HabitAction: A Video Dataset for Human Habitual Behavior Recognition
- URL: http://arxiv.org/abs/2408.13463v1
- Date: Sat, 24 Aug 2024 04:40:31 GMT
- Title: HabitAction: A Video Dataset for Human Habitual Behavior Recognition
- Authors: Hongwu Li, Zhenliang Zhang, Wei Wang,
- Abstract summary: Human habitual behaviors (HHBs) hold significant importance for analyzing a person's personality, habits, and psychological changes.
In this work, we build a novel video dataset to demonstrate various HHBs.
The dataset contains 30 categories of habitual behaviors including more than 300,000 frames and 6,899 action instances.
- Score: 3.7478789114676108
- License: http://arxiv.org/licenses/nonexclusive-distrib/1.0/
- Abstract: Human Action Recognition (HAR) is a very crucial task in computer vision. It helps to carry out a series of downstream tasks, like understanding human behaviors. Due to the complexity of human behaviors, many highly valuable behaviors are not yet encompassed within the available datasets for HAR, e.g., human habitual behaviors (HHBs). HHBs hold significant importance for analyzing a person's personality, habits, and psychological changes. To solve these problems, in this work, we build a novel video dataset to demonstrate various HHBs. These behaviors in the proposed dataset are able to reflect internal mental states and specific emotions of the characters, e.g., crossing arms suggests to shield oneself from perceived threats. The dataset contains 30 categories of habitual behaviors including more than 300,000 frames and 6,899 action instances.
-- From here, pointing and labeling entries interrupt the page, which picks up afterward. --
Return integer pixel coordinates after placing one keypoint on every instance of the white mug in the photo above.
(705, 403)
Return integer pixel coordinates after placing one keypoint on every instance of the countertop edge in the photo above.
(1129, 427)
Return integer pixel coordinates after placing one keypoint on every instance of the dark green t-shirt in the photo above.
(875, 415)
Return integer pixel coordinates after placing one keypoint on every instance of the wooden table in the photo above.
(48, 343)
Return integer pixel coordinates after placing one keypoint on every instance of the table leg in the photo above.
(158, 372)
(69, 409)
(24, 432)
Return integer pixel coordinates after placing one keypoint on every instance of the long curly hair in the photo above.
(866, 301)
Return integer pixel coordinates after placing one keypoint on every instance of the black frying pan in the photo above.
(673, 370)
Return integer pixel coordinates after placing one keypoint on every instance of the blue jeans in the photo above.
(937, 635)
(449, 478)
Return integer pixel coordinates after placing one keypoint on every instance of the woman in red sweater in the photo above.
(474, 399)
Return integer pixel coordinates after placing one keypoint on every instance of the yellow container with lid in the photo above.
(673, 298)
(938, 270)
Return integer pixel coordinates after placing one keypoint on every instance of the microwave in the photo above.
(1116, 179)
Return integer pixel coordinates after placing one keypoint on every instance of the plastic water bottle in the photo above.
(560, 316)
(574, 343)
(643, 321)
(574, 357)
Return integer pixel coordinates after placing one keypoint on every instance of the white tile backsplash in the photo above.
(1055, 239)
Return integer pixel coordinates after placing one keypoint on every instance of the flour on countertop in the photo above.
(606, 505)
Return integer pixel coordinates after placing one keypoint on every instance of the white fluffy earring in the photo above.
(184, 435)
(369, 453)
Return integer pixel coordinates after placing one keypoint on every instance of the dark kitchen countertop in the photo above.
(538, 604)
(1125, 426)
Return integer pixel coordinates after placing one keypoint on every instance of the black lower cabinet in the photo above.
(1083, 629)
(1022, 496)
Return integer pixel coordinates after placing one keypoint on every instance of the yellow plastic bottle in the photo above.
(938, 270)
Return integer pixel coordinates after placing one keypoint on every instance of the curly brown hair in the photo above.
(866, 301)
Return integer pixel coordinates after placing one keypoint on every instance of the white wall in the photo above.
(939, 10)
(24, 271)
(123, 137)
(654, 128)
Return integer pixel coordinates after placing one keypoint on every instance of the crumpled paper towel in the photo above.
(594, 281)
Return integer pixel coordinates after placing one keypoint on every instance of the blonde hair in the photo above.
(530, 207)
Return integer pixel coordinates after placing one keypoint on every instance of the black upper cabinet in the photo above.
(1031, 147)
Since these behaviors usually appear at small local parts of human action videos, it is difficult for existing action recognition methods to handle these local features. Therefore, we also propose a two-stream model using both human skeletons and RGB appearances. Experimental results demonstrate that our proposed method has much better performance in action recognition than the existing methods on the proposed dataset.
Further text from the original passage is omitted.